Lo más sesgado de esa noticia es que puede sugerir que la Je­rarquía de la Iglesia deba tener una actuación directa en la política. Un tema comple­jo, aun­que muy claro cuando se examina con sosiego. La Iglesia misma ha dejado claro siempre, si ir más lejos en el  reciente best seller del Catecismo de la Iglesia Católica. Allí se aclara que no correspon­de a los Pastores de la I­glesia intervenir directamente en la actividad política y en la organización de la vida social. Esta tarea es misión de los fieles laicos (es decir, de los fieles corrientes, los 'de a pié', que no tiene otro título dentro de la Iglesia que el ser cristianos), que actúan, por su propia iniciati­va, junto con sus conciudada­nos. Entre otras razones, incluso prácticas, porque la acción social puede implicar una pluralidad de vías concre­tas.

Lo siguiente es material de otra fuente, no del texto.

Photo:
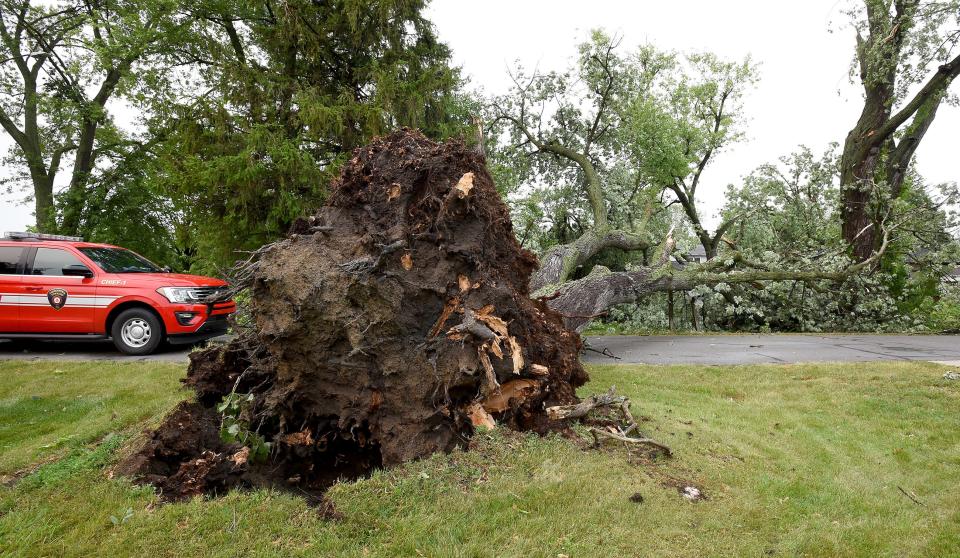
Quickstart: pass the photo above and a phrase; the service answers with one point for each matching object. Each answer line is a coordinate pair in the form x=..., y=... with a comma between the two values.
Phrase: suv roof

También es claro, siempre según la misma fuente autorizada, que la Iglesia expresa juicios morales en materias económicas y sociales sólo cuando lo exigen los derechos fundamentales de la persona o la salvación de las almas;  y en estos casos ella se ocupa de ello a causa de su ordenación al fin ultimo; y, sobre todo, se esfuerza por inspirar las actitudes justas en el uso de los bienes terrenos y en las relaciones socioeconómi­cas.

 

No pretendo opinar sobre lo que hicieron los Obispos argentinos, cosa que no puedo hacer por muchas razones -bastaría hacer notar lo seccionado y sesgado de la información por la que conozco este hecho-, pero sí pienso que es bueno mantener un sano juicio crítico  sobre las noticias y cómo las presentan. A solo esto se refiere mi comentario; y las conclusiones podrían ser las siguientes.

 

* No se puede pretender de la Jerarquía definiciones que no les corresponde: esto sería politizar a la Iglesia. Recuerdo la respuesta de un Obispo, hace pocos meses, que a una pregunta malintencionada de si la Iglesia seguiría intervinien­do en la política de su país, el respondió -más o menos- lo siguien­te: -por supuesto que espero que la Iglesia siga interviniendo en política: porque espero que sus fieles sigan haciéndolo utilizan­do su personal libertad y responsabilidad. Pero si se refiere a la Jerarquía, mi respuesta es no: yo soy Pastor de todos los cristia­nos y debo estar abierto a todos.

 

* No actúan en nombre de la Jerarquía en sus declaraciones o hechos las oficinas u organismos menores (como hubiera sido el caso “la conejera diocesana" a que me refería al principio): no es la Jerarquía quien habla en esos casos (ella tiene sus canales muy definidos). También es bueno señalar esto, porque muchas veces tales organismos no se limitan -ni tienen porque hacerlo-  a lo que es misión de la Jerarquía.

 

* Es una verdad capital puesta de relieve una y otra vez por la Iglesia que los católicos trabajan por el bien social (deben hacerlo) codo con codo con sus conciudadanos, sean o no católicos. La acción social puede implicar una pluralidad de vías concre­tas. Cada uno es responsable de lo suyo.  Y cuando uno se equivoca: es uno quien rectifi­ca, sin pretender endosar a la Jerarquía la culpa de sus eventuales errores. Esos errores se habrán cometido a pesar de ser católicos, en contra de la moral católica.